Путь, пройденный развитием музыкальной мысли со времени расцвета классицизма до 30-х годов XX столетия, подтверждает эту точку зрения. Длинный этот период охватывает упадок классических принципов, романтизм, рождение модернизма, его развитие, анархию, последовавшую за снижением импрессионизма, и, наконец, возвращение классической традиции, происшедшее в течение двадцати пяти лет до начала Второй мировой войны[*]
. В течение всего этого периода музыкальной истории всякая попытка отказа от инструментальной диалектики в музыкальной мысли приводила к утрате самого процесса композиции. Подобная попытка уводила музыкантов в область, не имевшую ничего или очень мало общего с музыкой. Необходимо было отыскать новые пути, превосходящие диалектику германского классицизма, чтобы создать диалектику нового порядка. Русская музыка стала на этот путь после войны 1914 года. Правда, она не ставила себе целью превзойти немецкую диалектику, но она создала диалектику в качестве композиционного метода после того, как метод был на долгое время утерян вагнерианством и модернистами. Эта утрата создала продолжительный конфликт между старыми немецкими музыкантами и новыми, но все музыкальное движение в Германии возобновилось с того момента, когда там вернулись к диалектике. В то время диалектический метод был уже прочно установлен в новой русской музыке, и возвращение немецкой музыки к диалектике осуществилось под влиянием русской музыкальной культуры. Немецкие музыканты признавали прямую связь между музыкальной диалектикой и конкретной логикой русской музыки с основами немецкого музыкального языка и его музыкальной материей. Об этом хорошо свидетельствовала музыка Хиндемита и новая немецкая школа. Итак, качание маятника между Берлином и Парижем могло бы продолжаться бесконечно, вне перемены политического режима в Германии, который не привнес ничего существенного в развитие культурного процесса, но варварски разрушил самые основы немецкой культуры.Возможен ли был синтез латинской и германской музыкальной культуры? Нет, он никогда не был осуществлен и решительно невозможен. Более того, столкновение этих двух культур станет еще более выраженным, если немецкой культуре вообще суждено будет возродиться.

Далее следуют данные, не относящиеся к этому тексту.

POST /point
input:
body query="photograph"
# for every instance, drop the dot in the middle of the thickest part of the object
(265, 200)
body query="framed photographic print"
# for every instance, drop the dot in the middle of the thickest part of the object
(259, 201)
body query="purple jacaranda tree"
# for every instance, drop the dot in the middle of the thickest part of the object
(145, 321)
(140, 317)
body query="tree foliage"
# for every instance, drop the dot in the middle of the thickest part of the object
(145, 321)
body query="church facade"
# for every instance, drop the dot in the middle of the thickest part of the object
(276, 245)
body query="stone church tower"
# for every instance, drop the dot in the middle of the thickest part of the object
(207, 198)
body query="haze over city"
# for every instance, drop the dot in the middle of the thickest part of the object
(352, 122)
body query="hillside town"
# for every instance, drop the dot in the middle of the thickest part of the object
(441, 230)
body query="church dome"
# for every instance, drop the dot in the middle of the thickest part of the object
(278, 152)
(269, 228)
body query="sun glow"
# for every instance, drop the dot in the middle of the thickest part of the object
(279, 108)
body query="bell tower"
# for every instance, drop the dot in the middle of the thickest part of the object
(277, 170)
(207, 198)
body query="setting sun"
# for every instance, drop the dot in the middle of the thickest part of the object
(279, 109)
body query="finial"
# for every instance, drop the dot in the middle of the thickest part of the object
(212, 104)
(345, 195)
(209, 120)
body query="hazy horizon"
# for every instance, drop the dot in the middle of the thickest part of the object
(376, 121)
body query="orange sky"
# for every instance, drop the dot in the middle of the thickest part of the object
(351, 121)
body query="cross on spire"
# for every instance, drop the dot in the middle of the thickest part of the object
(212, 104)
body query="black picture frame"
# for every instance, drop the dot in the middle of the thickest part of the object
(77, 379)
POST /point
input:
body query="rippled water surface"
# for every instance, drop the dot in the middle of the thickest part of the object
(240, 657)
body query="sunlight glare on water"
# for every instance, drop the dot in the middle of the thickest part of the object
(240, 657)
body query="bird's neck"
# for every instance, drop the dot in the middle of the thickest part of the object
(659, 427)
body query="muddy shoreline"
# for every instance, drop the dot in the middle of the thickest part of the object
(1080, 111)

Брамс связывал себя с классической традицией, т. к. он больше всего боялся утраты единства и разрыва с мировоззрением, выражавшим классическую культуру. Но Брамс и не чуждался в то же время сферы, где был выражен индивидуализм, начавший расшатывать наследие классиков прошлого века и их целостное постижение мира. Из этого дуализма родилась музыкальная форма Брамса. Она ни классична, ни академична, ни «эпигонистична», но она — все это, вместе взятое. Рассматривая ее в целом, можно сказать, что форма эта условна. Лишь частичные элементы ее структуры основаны на традиции. Брамс пытался примирить классицизм с романтизмом, и ему это удалось лишь отчасти. В действительности он больше связан с классицизмом, чем с романтизмом. В последние годы своей жизни Брамс пытался уйти от острого конфликта, создавшегося между классицизмом и романтизмом, и он опирался на свою формальную технику. Это привело его к академизму. Брамс для нас исключительно интересен тем, что, живя на границе двух противоположных эпох, он носил в себе созревавшие конфликты, которые позже уточнились в модернизме в виде целого ряда противоречивых тенденций.